The row of data above is exactly what the /ed-fi/studentSchoolAssociations expects and can be sent without any additional transformation.

Transaction table

An Ed-Fi transaction table that logs various pieces of information every time an API call is made can help helpful towards knowing what has been sent to an Ed-Fi API. Below is an example of what a record in the table would look like after sending the API payload in the example above.

Table column name

Sample value

Ed-Fi API endpoint name

studentSchoolAssociations

Natural keys

{

  "entryDate": "2021-09-02",

  "schoolReference": { "schoolId": 1234 },

  "studentReference": {  "studentUniqueId": "40670327" }

}

Ed-Fi API ID

12546a2c3c7b5485f93310d432dd55afb

Natural keys hash

wR6EK1uJRDyAr11k496kWQ==

Is deleted

False

Last modified date

2022-06-06T22:23:28Z

Updated natural keys and deletes

The "Query-based Ed-Fi API payloads" section above looked at tracking when a record has changed and needs to be updated on an education agency's Ed-Fi API. If a record has been updated, but the has of the natural keys has not changed, you can safely POST the updated record to the Ed-Fi API endpoint.

However, if a natural key has changed, the existing record must be deleted and a new record sent. Adding some more complexity, you will also need to know when records in the application database are deleted and thus, deletes need to be sent to the Ed-Fi API. The SQL query above will only return a record when a payload has changed. It’s not going to surface deletes.

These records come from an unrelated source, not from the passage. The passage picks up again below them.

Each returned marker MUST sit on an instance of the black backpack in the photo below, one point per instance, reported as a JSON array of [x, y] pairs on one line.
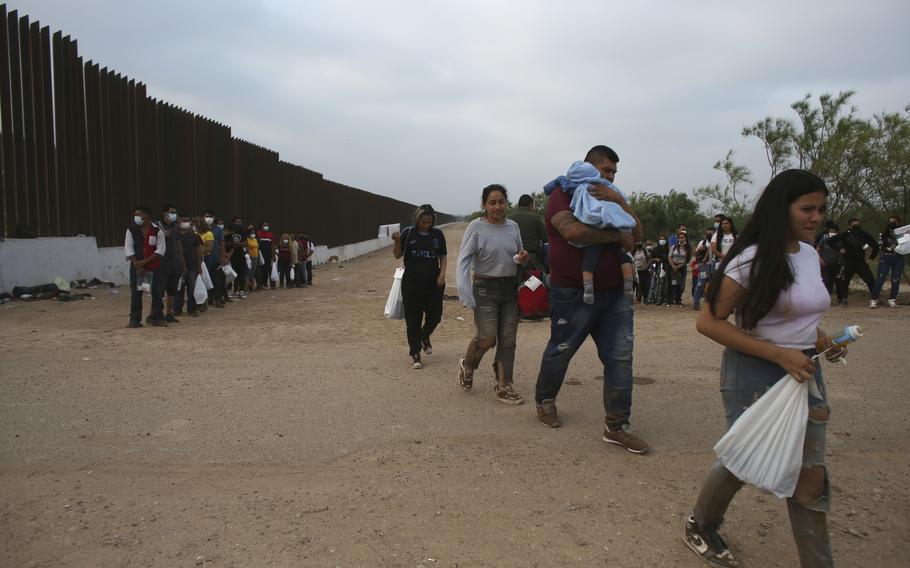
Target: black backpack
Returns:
[[829, 254]]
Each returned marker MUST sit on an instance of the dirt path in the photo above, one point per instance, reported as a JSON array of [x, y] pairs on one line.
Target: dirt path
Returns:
[[288, 430]]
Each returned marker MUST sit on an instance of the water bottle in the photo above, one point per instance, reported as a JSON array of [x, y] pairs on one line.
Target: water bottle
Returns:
[[850, 334]]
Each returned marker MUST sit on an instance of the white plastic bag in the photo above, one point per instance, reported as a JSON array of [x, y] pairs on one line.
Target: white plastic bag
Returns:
[[394, 305], [206, 277], [764, 447], [199, 291], [903, 244], [229, 274]]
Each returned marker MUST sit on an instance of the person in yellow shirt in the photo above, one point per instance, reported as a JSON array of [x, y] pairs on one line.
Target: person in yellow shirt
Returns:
[[252, 247]]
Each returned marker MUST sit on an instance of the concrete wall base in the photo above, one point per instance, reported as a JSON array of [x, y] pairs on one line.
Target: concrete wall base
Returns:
[[30, 262]]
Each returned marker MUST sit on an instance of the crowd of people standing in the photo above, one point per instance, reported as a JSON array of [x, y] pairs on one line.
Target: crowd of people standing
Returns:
[[169, 255], [770, 276]]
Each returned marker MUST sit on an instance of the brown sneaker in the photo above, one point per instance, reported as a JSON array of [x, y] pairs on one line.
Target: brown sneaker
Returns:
[[465, 375], [546, 413], [623, 437], [507, 394]]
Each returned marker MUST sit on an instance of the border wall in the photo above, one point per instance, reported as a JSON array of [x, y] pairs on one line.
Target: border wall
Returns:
[[81, 145]]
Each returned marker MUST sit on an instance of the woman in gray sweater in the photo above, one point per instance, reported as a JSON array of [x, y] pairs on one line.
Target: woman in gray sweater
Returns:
[[491, 246]]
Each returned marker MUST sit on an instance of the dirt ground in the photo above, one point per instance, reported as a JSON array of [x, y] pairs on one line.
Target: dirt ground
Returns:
[[289, 430]]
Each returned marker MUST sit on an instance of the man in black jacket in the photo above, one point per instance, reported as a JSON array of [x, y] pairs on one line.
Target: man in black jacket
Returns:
[[853, 244]]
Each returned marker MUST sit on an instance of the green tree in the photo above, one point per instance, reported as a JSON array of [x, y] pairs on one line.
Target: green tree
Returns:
[[863, 162], [730, 199], [663, 213]]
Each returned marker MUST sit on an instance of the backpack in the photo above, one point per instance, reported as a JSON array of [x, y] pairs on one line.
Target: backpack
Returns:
[[828, 253]]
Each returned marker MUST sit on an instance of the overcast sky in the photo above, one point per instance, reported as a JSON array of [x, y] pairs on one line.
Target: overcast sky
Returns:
[[430, 101]]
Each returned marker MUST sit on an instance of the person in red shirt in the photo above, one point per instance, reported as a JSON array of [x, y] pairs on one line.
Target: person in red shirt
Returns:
[[144, 246], [608, 320], [266, 249]]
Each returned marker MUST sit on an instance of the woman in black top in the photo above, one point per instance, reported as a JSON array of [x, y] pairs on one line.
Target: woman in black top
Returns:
[[659, 292], [423, 247], [678, 260]]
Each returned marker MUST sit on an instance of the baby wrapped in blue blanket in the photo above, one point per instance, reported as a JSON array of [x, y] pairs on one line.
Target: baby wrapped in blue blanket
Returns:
[[598, 214]]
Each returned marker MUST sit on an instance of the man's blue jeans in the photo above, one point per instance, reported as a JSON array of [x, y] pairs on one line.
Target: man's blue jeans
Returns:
[[895, 264], [609, 323]]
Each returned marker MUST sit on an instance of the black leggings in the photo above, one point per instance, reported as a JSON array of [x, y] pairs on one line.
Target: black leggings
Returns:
[[422, 311]]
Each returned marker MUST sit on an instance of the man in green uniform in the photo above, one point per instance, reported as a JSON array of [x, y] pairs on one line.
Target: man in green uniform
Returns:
[[533, 231]]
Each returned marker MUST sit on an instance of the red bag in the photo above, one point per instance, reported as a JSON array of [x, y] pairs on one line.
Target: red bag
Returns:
[[533, 303]]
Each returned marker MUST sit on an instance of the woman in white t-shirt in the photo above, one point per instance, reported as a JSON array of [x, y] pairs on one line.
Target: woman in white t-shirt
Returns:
[[770, 278], [723, 239]]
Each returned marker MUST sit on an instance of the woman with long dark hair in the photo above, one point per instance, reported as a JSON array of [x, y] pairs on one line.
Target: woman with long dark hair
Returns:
[[658, 293], [678, 260], [492, 247], [771, 279], [723, 239], [423, 247]]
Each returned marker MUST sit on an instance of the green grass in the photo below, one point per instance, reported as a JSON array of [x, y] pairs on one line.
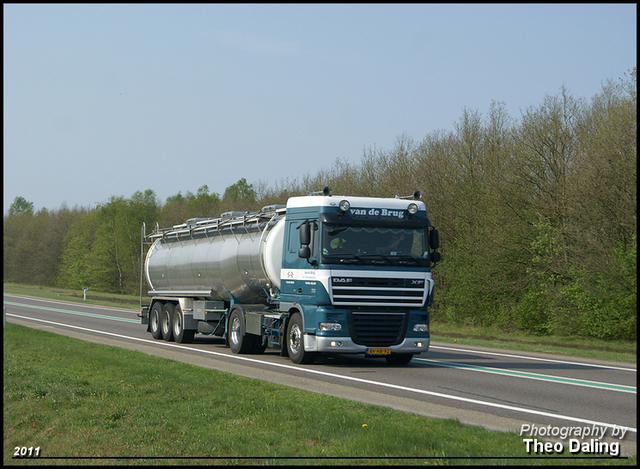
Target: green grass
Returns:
[[614, 350], [440, 332], [77, 399]]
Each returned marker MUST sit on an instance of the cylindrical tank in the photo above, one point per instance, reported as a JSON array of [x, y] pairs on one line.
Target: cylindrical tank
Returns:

You have at least two options here and deciding which one to use will depend on how your application database is structured. If the application database supports soft deletes, you can continue using only the SQL query approach for the Ed-Fi sync. The SQL query above can be expanded to return records that have been deleted. When a record has been deleted, the natural keys will be hashed, looked up in the transaction table to retrieve the Ed-Fi API, and a DELETE would be run on the appropriate endpoint.

However, it is also common for applications to allow for hard deletes. When hard deletes are allowed in an application database, there needs to be a process to track deletes. This process will look different depending on the RDBMS used by the vendor.

Microsoft SQL Server has a feature, Change Tracking, that can be enabled on specific tables in a database where you want to track when rows have been created, updated, or deleted. A read-replica is still recommended to reduce strain on the main production system. This will surface when a record has been deleted from the application database and thus needs to be deleted on the Ed-Fi API.

More broadly, databases frequently support the use of triggers. Triggers are stored procedures that are run when certain actions (create, update, delete) are taken on a table and can be configured to run before or after an event occurs. In this example, a vendor would create a trigger on their database to store the natural keys before the delete action is taken. This would allow the vendor to run a sync step where they hash the keys, lookup the Ed-Fi API ID in the transaction table, and delete the record from the target Ed-Fi API.